There are nuggets to be mined; lessons learned. I’ve had an interesting life because I’ve not towed the line and become part of a flock. Oh, I made attempts to join groups and such, even became a Christian for a number of years, which brought ridicule from family.

Now, I sit here trying to look back though the past to figure out why I am the way I am … and to stand strong in the woman I am.

Monday, July 8, 2024

Being Stubborn on my Less Traveled Path

I write every day, telling my story, talking about life. There’s something in me that says if I write it all down, it’ll prove I don’t just sit around doing nothing. Thinking- work (contemplation) is as much a part of life as physical work.

I keep track of times, not perfectly, but it gives an insight into my days.
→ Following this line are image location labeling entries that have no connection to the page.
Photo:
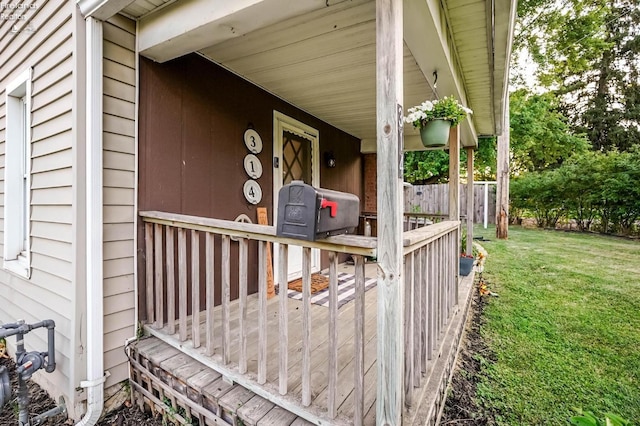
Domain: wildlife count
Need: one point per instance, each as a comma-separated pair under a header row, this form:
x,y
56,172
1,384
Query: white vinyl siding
x,y
119,127
50,292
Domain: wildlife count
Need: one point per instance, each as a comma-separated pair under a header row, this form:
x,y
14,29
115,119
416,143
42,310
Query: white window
x,y
17,176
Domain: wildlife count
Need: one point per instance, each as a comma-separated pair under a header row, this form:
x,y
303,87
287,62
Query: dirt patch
x,y
40,401
461,407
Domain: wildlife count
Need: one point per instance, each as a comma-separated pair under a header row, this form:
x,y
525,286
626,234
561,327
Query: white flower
x,y
427,105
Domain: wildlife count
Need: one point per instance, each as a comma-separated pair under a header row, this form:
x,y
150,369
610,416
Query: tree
x,y
586,52
540,135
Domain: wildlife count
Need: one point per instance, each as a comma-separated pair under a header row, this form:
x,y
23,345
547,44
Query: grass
x,y
565,329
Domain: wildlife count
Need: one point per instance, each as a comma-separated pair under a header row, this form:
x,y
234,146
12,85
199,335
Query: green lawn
x,y
565,329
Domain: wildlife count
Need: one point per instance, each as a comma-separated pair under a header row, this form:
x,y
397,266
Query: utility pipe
x,y
94,282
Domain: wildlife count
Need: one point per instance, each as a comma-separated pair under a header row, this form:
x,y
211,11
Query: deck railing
x,y
181,269
171,283
431,287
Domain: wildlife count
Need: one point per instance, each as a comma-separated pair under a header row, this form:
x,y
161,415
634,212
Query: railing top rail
x,y
351,244
417,238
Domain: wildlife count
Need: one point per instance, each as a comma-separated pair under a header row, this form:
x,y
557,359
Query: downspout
x,y
94,280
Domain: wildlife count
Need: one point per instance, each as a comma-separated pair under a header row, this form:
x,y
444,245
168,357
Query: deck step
x,y
183,390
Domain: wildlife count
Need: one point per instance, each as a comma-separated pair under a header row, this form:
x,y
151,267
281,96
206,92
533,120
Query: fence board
x,y
434,199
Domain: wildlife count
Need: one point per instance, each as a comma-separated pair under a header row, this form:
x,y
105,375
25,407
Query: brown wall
x,y
192,118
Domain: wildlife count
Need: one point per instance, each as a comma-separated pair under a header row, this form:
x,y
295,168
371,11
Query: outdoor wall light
x,y
330,159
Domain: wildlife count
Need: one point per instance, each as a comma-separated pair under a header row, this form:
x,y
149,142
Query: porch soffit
x,y
323,60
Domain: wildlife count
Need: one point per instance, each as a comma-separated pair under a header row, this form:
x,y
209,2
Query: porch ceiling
x,y
322,59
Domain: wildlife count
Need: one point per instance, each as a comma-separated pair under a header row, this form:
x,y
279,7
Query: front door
x,y
295,152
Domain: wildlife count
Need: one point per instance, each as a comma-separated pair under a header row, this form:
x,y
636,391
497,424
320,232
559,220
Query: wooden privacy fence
x,y
434,199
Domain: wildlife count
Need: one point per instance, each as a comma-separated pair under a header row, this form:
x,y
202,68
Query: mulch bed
x,y
40,401
461,407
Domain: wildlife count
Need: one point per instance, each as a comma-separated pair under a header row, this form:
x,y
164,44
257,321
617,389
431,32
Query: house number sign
x,y
253,166
253,141
252,191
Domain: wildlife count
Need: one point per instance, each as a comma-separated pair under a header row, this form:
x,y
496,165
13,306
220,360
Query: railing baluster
x,y
195,288
417,316
148,243
424,308
358,371
243,264
409,286
182,283
284,318
262,315
333,334
159,282
171,280
433,314
226,296
210,291
306,326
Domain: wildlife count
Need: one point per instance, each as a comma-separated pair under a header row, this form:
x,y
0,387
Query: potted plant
x,y
434,119
466,261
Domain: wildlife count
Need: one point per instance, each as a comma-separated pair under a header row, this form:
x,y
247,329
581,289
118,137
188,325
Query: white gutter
x,y
94,345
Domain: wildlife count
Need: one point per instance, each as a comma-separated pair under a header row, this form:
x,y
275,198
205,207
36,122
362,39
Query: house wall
x,y
193,115
50,293
119,159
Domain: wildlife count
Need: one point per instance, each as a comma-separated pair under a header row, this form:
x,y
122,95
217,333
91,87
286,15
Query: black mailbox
x,y
309,213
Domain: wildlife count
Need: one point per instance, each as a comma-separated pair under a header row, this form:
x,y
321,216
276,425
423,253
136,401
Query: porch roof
x,y
320,54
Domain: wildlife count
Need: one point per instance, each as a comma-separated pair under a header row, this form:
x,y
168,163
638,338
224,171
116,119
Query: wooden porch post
x,y
454,174
389,34
470,200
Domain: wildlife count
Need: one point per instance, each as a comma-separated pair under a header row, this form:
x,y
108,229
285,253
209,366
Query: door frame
x,y
283,123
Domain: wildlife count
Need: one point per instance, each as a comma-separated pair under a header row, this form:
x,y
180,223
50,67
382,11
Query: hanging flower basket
x,y
435,133
434,119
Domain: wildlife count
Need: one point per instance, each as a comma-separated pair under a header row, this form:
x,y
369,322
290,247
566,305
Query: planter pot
x,y
435,133
466,265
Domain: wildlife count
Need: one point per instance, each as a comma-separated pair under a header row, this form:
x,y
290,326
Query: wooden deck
x,y
167,373
165,354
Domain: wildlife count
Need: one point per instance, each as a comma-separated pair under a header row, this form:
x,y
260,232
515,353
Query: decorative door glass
x,y
296,158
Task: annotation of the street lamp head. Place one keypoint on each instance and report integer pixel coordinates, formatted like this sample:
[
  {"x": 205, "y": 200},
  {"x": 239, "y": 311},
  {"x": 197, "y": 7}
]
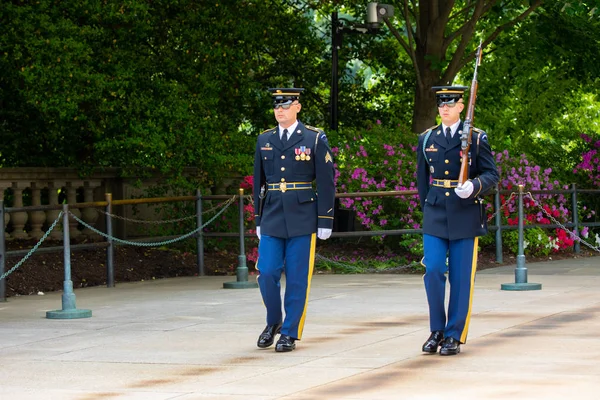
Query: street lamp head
[{"x": 376, "y": 13}]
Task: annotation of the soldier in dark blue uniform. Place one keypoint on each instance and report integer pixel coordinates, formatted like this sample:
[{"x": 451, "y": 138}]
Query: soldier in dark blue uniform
[
  {"x": 453, "y": 218},
  {"x": 294, "y": 195}
]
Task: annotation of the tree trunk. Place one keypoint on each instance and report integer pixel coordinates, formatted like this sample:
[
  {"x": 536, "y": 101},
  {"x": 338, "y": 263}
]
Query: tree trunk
[{"x": 424, "y": 111}]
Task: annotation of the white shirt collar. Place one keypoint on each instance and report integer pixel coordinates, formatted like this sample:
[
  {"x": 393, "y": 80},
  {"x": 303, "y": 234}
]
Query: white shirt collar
[
  {"x": 453, "y": 127},
  {"x": 291, "y": 129}
]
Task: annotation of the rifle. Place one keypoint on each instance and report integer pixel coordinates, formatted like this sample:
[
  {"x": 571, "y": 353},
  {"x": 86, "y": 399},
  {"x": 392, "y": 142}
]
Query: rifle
[
  {"x": 261, "y": 197},
  {"x": 466, "y": 136}
]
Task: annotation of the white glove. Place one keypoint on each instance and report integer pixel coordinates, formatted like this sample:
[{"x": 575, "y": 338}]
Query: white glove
[
  {"x": 465, "y": 190},
  {"x": 323, "y": 233}
]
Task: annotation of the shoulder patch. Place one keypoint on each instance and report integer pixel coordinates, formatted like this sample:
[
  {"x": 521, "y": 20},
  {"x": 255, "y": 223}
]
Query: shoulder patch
[
  {"x": 428, "y": 129},
  {"x": 268, "y": 130},
  {"x": 481, "y": 135}
]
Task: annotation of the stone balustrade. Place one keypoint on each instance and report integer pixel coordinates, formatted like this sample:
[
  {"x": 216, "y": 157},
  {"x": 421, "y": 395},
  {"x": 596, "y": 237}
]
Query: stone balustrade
[{"x": 41, "y": 186}]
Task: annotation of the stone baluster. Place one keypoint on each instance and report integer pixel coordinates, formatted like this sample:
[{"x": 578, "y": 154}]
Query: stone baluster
[
  {"x": 36, "y": 218},
  {"x": 3, "y": 186},
  {"x": 90, "y": 214},
  {"x": 19, "y": 218},
  {"x": 71, "y": 200},
  {"x": 51, "y": 215}
]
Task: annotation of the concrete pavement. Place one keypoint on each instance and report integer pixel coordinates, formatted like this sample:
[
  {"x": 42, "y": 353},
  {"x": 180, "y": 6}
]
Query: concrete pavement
[{"x": 188, "y": 338}]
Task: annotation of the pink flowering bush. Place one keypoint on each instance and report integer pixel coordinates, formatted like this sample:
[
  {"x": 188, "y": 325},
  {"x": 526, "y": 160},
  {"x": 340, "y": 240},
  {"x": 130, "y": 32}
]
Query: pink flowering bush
[
  {"x": 589, "y": 167},
  {"x": 537, "y": 208},
  {"x": 379, "y": 160}
]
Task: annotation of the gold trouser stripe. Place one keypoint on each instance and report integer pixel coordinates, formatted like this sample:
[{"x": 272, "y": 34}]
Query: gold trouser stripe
[
  {"x": 257, "y": 278},
  {"x": 463, "y": 337},
  {"x": 311, "y": 266}
]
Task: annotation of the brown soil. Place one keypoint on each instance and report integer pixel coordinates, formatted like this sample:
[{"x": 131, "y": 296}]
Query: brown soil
[{"x": 44, "y": 272}]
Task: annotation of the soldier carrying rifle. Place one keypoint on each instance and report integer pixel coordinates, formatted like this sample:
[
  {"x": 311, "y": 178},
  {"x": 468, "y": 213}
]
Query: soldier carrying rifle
[{"x": 455, "y": 166}]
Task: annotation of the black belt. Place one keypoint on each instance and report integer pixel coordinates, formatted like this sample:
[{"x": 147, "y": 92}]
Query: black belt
[
  {"x": 284, "y": 186},
  {"x": 447, "y": 183}
]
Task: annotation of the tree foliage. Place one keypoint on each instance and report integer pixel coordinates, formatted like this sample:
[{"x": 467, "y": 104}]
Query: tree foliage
[{"x": 147, "y": 85}]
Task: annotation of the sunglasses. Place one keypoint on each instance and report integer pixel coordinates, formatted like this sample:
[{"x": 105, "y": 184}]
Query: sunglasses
[
  {"x": 284, "y": 106},
  {"x": 450, "y": 105}
]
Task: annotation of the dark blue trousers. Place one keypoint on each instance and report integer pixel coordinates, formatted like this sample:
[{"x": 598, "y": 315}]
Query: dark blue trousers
[
  {"x": 295, "y": 257},
  {"x": 462, "y": 265}
]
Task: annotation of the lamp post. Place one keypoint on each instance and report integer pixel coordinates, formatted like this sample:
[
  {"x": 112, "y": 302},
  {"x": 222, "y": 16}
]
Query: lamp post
[{"x": 375, "y": 13}]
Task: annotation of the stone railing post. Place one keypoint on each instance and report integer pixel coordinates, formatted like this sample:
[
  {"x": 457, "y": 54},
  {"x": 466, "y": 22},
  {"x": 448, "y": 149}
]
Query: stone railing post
[
  {"x": 90, "y": 214},
  {"x": 36, "y": 218},
  {"x": 51, "y": 215},
  {"x": 3, "y": 187},
  {"x": 19, "y": 218},
  {"x": 72, "y": 199}
]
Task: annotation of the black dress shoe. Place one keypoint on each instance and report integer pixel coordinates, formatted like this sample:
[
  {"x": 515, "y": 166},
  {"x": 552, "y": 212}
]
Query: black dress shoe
[
  {"x": 450, "y": 347},
  {"x": 431, "y": 345},
  {"x": 267, "y": 337},
  {"x": 285, "y": 343}
]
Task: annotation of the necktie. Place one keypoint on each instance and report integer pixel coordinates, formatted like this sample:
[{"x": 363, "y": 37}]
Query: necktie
[{"x": 284, "y": 137}]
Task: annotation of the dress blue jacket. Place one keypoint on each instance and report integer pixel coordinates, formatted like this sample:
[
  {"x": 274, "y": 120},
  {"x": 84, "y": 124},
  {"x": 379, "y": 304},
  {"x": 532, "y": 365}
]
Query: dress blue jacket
[
  {"x": 306, "y": 158},
  {"x": 446, "y": 215}
]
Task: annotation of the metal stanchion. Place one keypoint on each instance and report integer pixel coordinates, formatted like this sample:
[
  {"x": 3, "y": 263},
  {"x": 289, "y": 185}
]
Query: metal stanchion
[
  {"x": 576, "y": 245},
  {"x": 199, "y": 235},
  {"x": 110, "y": 249},
  {"x": 521, "y": 271},
  {"x": 2, "y": 253},
  {"x": 497, "y": 207},
  {"x": 242, "y": 269},
  {"x": 69, "y": 310}
]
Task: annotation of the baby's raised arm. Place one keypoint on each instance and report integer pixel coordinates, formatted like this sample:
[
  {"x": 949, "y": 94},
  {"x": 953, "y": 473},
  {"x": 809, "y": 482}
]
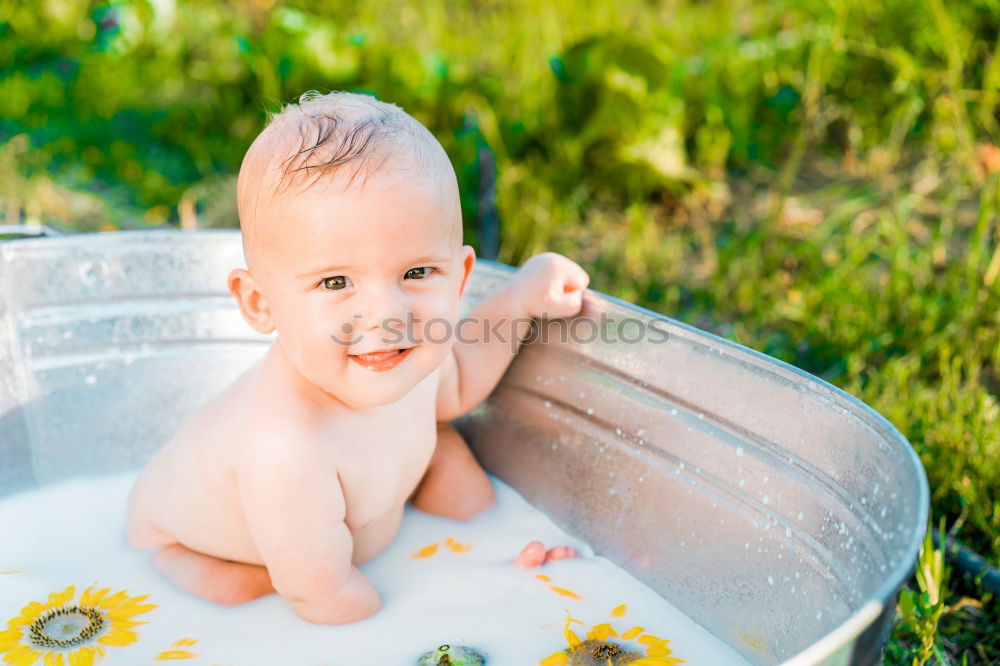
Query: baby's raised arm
[
  {"x": 295, "y": 512},
  {"x": 547, "y": 285}
]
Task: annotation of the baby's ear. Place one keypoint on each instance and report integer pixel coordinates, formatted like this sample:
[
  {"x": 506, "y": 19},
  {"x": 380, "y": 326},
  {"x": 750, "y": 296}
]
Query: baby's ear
[
  {"x": 251, "y": 300},
  {"x": 468, "y": 261}
]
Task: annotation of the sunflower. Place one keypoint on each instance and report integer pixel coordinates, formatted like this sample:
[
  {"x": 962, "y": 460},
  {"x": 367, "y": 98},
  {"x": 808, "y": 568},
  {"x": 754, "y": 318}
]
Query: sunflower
[
  {"x": 598, "y": 648},
  {"x": 72, "y": 634}
]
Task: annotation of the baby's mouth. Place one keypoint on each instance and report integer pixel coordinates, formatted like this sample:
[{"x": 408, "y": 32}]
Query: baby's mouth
[{"x": 381, "y": 360}]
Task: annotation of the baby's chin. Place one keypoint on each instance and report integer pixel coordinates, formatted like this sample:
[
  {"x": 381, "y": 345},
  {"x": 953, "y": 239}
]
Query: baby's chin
[{"x": 364, "y": 388}]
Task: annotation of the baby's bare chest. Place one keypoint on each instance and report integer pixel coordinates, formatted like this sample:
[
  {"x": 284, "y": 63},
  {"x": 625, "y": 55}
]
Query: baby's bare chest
[{"x": 380, "y": 468}]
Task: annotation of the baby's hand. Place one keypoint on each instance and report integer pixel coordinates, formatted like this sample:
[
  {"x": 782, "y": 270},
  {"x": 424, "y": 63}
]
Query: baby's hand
[{"x": 551, "y": 286}]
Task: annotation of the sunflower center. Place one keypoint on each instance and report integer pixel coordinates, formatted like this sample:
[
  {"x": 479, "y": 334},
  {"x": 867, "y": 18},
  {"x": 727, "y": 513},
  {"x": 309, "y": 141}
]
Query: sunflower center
[
  {"x": 66, "y": 627},
  {"x": 592, "y": 652}
]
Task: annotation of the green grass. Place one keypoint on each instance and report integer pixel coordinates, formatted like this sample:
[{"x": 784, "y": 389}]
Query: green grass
[{"x": 817, "y": 180}]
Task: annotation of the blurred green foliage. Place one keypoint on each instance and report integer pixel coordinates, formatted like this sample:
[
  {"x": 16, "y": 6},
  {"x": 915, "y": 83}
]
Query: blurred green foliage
[{"x": 817, "y": 179}]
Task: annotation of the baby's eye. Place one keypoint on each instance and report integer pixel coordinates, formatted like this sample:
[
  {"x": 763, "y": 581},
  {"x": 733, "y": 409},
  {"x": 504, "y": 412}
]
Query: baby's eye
[
  {"x": 418, "y": 273},
  {"x": 336, "y": 282}
]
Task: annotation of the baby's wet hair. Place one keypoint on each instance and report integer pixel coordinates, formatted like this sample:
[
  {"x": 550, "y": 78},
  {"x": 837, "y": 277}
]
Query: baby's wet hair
[
  {"x": 342, "y": 128},
  {"x": 327, "y": 138}
]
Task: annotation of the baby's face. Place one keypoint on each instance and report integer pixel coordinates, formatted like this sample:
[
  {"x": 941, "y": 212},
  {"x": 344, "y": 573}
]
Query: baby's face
[{"x": 364, "y": 285}]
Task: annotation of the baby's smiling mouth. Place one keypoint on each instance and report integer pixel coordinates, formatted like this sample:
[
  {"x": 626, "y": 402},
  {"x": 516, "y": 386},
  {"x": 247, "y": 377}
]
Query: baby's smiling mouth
[{"x": 381, "y": 361}]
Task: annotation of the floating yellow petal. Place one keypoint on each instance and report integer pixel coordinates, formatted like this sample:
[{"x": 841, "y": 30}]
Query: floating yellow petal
[
  {"x": 54, "y": 659},
  {"x": 632, "y": 633},
  {"x": 9, "y": 639},
  {"x": 563, "y": 592},
  {"x": 175, "y": 655},
  {"x": 426, "y": 551}
]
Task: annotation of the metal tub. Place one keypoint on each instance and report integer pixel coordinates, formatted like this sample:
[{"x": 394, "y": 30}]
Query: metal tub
[{"x": 773, "y": 508}]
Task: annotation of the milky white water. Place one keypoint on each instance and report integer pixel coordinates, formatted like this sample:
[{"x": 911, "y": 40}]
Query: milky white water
[{"x": 72, "y": 534}]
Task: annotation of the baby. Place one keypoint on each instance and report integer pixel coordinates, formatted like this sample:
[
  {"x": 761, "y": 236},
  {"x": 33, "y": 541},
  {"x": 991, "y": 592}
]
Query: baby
[{"x": 298, "y": 472}]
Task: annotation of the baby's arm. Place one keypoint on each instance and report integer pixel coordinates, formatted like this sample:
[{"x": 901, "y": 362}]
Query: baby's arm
[
  {"x": 547, "y": 285},
  {"x": 295, "y": 511}
]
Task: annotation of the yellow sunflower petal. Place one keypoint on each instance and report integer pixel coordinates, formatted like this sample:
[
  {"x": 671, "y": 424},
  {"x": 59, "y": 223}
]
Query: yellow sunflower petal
[
  {"x": 57, "y": 599},
  {"x": 9, "y": 639},
  {"x": 632, "y": 633},
  {"x": 118, "y": 638},
  {"x": 82, "y": 657}
]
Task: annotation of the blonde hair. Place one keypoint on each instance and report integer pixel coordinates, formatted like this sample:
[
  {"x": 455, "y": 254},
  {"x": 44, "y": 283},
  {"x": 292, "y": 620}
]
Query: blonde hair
[{"x": 320, "y": 138}]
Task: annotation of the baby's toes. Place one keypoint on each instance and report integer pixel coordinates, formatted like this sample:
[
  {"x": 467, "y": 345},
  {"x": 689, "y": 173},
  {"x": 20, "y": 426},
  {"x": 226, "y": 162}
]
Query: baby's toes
[{"x": 531, "y": 556}]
Recording thoughts and actions is kind of a way of proving I was here, and I’ve lived an interesting life (at least, to me).  Yes, there is the mundane and the repetitions, but sometimes, something insightful comes out of my ruminations.

I feel sad. As with many things I am recognizing about my life is that no one else really cares. I feel that everything in my life and this house are things only I care about. There is nothing here no one else would want. The half a dozen books half written and the three written but that’s as far as I’ve gone … (My mother’s voice echoes from the past: “You never finish anything.”) No one will ever read my journals, poems, or manuscripts. I AM the only one who cares.

My paintings pile up around the house. I just don’t have it in me any more to run them around to different art shows or set up at exhibitions. But I won’t stop painting or writing.

I’ve led an interesting life, a different life. There have been many lessons, but I’ve pretty much forged my own path; even when I didn’t realize I was doing so.  Now I see I’ve been slogging along mostly off the beaten paths. Oh, I’ve occasionally jumped on one band wagon or another, but never for long. I am not a follower.

I take the paths less traveled, sometimes hacking through brush and undergrowth. Stand in one spot too long and the vines will wrap around feet, wind up, and eventually strangle you. Gotta keep moving.

But these days, with stiffening limbs and pain, the physicalness is getting harder. I wonder about end-of-life and being less mobile. Does that make me think and worry even more? There’s another lesson in here somewhere.

Perhaps it’s part of letting go. Stop worrying about things I have no control over. And if I have no control over it, I don’t want to see or hear about it. Yes, conversations are good, but to have crap shoved in your face every day, stuff you don’t care about …

As I keep saying, I feel hounded and harassed. And I refuse to join in. I WILL continue to walk my own path! (And when I can’t get around anymore, I’ll want to be done.)